Questions about V2G usefulness
"Vehicle-to-grid sounds good but I think actually has a much lower utility than people think," Musk said. "Very few people would actually use vehicle-to-grid" capabilities, he said, in part because cars are not plugged in constantly.
"I think it's going to be better for people's freedom of action to have a Powerwall and a car separate," Musk said, referring to the Tesla's residential stationary storage product. Combine a local battery with solar generation and "you basically become your own utility," he said.
Future generations of Tesla's power electronics will enable V2G capabilities in North America, according to Tesla Senior Vice President of Powertrain and Energy Engineering Drew Baglino, who also spoke at the event.

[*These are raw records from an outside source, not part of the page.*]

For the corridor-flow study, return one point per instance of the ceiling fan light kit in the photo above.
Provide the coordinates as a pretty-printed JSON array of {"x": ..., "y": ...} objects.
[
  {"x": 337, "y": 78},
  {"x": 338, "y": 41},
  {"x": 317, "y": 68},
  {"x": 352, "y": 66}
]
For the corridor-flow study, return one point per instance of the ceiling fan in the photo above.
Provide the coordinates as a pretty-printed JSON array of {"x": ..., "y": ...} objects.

But additional hardware would be required to allow cars to back up a home's electric supply.
Future cars "will at least be able to do bi-directional energy flows for the purposes of energy market participation, but even for that it's important to remember that your car isn't plugged in 24-7 so it's kind of unpredictable," said Baglino. "It will have a value but it's not the same as a stationary battery pack."
"Despite the large quantity of EVs coming online over the next decade, the jury is still out to what extent EVs in a V2G role will play a major role in the future grid," said Roger Lueken, senior associate at The Brattle Group.
"Elon noted that EVs are a much less reliable grid asset than utility-scale batteries, as they're not always plugged in," Lueken said in an email. "Vehicle-to-grid charging also requires customers to participate and be willing to have the utility or other third party access their car's battery."
Improvements to stationary storage, also
Tesla's new EV battery design and production aspirations may not have immediate impacts for utilities, but that could change in the future according to Hanjiro Ambrose, a researcher at the University of California, Davis.
"There's a clear path to success but there's a lot of work between here and there," Ambrose said. For now, he said EVs will be primarily used for grid regulation and services, as the cost remains high. But V2G potential "gets more promising by the day," as a new generation of batteries could be more robust and dynamically managed to minimize degradation.
"We're still going to see batteries really need to be able to take advantage of market structure," said Ambrose. "They need to be able to stack value in some way to take advantage of the capacity they can provide to the grid."
There was some news out of Tesla's Battery Day event related to larger applications, according James Frith, head of energy storage at BloombergNEF.
"The interesting take away for stationary storage is that Musk highlighted that Tesla would use lithium iron phosphate (LFP) based batteries for stationary applications, as energy density is less of an issue," Frith said in an email. "This makes sense particularly as we move to a period where stationary storage is used more for 'energy shifting' rather than frequency regulation."
Energy shifting — charging from the grid when power prices are low or renewables are being curtailed, and then discharging when prices are higher — is an application more suited to LFP chemistry, said Frith, "which provides a longer cycle life, lower raw material cost and fewer potential raw material supply constraints."